M.Sc StudentAtias Avner
SubjectVideo Target Tracking using Sweeping Experts
DepartmentDepartment of Electrical and Computer Engineering
Supervisor ASSOCIATE PROF. Moshe Porat


Target tracking is a difficult task of computer vision. Its difficulty stems from doing numerically what is done cognitively by the brain, sometimes with little or no training at all: only one viewing is usually required to start a tracking task without the need to train on multiple examples of the tracked object. It allows tracking even if part of the target is occluded, and if fully occluded, it can continue the tracking as soon as some target mass re-appears in the scene. Common noisy environment, sun reflection, color changes due to varying illumination and turbulence do not usually inhibit the human ability to perform a tracking task.

A new machine vision framework for the tracking task is proposed in this thesis. The suggested framework strives to find features of the target and a way to identify them throughout time despite all those difficulties. For that, a new approach is required: acquisition instead of tracking. If a device can pinpoint the position of a selected object through time, then tracking becomes a byproduct of that acquisition. This warrants an outlook of the whole scene in every acquisition/tracking step. Accordingly, this work suggests an algorithm to capture the visual information from the whole scene and classify the target within it.
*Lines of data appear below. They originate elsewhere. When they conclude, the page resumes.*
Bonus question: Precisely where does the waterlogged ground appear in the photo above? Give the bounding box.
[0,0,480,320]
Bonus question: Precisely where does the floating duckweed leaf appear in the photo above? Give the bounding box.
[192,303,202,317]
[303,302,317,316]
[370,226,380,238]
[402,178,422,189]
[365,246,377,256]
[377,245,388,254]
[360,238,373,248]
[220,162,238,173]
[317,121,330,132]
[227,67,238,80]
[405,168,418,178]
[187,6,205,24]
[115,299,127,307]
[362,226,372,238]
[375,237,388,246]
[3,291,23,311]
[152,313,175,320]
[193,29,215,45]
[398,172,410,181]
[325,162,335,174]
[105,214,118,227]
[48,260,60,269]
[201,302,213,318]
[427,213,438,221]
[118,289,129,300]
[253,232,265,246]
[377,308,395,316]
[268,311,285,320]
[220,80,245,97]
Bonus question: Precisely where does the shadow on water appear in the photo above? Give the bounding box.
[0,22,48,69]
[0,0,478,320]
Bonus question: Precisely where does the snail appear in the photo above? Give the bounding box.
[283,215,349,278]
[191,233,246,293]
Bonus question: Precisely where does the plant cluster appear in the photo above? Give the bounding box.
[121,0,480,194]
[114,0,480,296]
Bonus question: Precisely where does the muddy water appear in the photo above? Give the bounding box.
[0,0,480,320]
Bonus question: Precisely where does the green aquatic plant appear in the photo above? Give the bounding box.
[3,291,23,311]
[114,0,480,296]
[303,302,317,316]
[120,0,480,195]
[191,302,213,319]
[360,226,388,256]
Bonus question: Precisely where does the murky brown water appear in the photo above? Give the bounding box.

The method suggested in this work is based on generating a feature vector for patches of the image. This feature vector smooths out noises and especially small variants in pixel values caused by the target motion. It enables an efficient comparison due to its short length (<20) and enables the analysis of the entire scene at every frame and not just within a limited Area of Interest

The scene is divided into equally sized patches and each patch generates a feature vector by passing through a Self-Expanding Network (SEN). The SEN is a cubical network of nodes that each contains a signal. The signal of the patch is correlated with those signals contained in the nodes and paves its path through the network according to prescribed rules. The path is recorded and represents the patch as its SEN feature vector. The physical path is compared with future paths. It is shown that this approach generates repeatable paths for similar signals, and different paths for signals that share lower similarity.

The above description handles the classification of scene patches relative to previous frames. The proposed algorithm handles past target information using a management system and decision based on past feature vectors. On one hand it does not rely heavily on the past, and on the other hand it does not lose past information entirely. Independency between frames is also one of the method’s merits. This independency enables the method to identify the target in the frame even in challenging cases of a jumping target due to a camera mounted on a non-stable platform. Our conclusion is that this is a step forward toward machine target tracking that could cope with a larger variety of scenes compared to traditional tracking approaches.